Spot gold was down 1 percent at $1,515.09 an ounce by 1:33 p.m. EDT, set for its biggest one-day drop in more than five weeks. It hit a session low of $1,510.62, its weakest since May 23.
Technical selling also weighed on prices after bullion fell below its 20-day moving average, a level it held for the past three weeks. Gold appears to find support after bouncing off its 50-day moving average at $1,507 an ounce.
Bullion extended losses from Friday when it came under liquidation pressure as the dollar rallied and Wall Street resumed its slide following weaker Chinese trade data.

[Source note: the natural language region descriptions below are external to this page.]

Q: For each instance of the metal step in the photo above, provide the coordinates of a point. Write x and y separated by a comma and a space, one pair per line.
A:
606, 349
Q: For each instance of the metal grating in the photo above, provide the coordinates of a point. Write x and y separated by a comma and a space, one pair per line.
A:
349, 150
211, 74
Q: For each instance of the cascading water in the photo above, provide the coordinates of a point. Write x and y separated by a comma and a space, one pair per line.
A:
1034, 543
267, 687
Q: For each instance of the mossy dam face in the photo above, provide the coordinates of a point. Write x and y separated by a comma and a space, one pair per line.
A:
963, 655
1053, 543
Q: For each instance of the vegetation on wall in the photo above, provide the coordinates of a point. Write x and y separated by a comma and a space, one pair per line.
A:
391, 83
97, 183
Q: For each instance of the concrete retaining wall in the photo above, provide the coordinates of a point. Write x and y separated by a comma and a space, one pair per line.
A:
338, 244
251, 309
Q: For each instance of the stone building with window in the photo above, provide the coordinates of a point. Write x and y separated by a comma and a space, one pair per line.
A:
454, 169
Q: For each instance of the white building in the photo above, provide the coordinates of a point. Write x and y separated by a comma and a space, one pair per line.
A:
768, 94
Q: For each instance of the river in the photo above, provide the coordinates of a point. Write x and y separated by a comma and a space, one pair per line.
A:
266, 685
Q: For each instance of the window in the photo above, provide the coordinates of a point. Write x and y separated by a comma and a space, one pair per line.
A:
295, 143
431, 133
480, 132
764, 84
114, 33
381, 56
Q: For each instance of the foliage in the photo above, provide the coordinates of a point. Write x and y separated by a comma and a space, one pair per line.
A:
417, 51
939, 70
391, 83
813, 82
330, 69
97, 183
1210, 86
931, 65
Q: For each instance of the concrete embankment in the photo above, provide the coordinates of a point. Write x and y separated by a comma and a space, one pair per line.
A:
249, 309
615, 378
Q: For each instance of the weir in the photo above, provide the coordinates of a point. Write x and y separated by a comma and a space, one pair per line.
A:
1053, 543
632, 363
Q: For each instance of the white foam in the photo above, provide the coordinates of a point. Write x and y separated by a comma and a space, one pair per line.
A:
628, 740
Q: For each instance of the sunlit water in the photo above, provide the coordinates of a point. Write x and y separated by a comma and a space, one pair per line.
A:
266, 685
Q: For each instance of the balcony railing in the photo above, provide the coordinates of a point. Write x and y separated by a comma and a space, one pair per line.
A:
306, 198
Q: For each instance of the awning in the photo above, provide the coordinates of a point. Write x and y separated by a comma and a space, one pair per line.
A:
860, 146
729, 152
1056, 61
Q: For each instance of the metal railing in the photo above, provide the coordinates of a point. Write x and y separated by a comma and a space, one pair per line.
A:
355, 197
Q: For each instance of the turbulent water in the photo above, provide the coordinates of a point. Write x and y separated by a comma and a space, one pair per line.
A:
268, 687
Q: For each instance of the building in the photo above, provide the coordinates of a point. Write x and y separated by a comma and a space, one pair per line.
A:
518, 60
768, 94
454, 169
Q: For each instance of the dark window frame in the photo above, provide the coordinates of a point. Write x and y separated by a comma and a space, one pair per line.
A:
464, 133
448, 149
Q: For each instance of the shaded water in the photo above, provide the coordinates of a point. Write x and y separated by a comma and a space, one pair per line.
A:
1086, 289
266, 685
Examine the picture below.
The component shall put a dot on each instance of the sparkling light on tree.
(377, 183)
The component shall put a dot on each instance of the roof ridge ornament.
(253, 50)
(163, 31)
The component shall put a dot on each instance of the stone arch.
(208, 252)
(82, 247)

The metal snapped a three-week winning streak last week, but it is up 3 percent in the past four weeks on a string of bleak U.S. economic data including a weak jobs report.
Spot silver fell 3.7 percent to $34.80 an ounce.
Crude oil and equities prices weakened further after Standard & Poor's cut Greece's credit ratings by three notches, saying the country is increasingly likely to restructure its debt in a way the ratings agency would consider a default.
The cost of insuring peripheral euro zone bonds against default hit record highs on Monday.
However, Credit Suisse said in a note that the lingering discussion about the fiscal situation across developed economies should additionally promote gold's role as a store of value.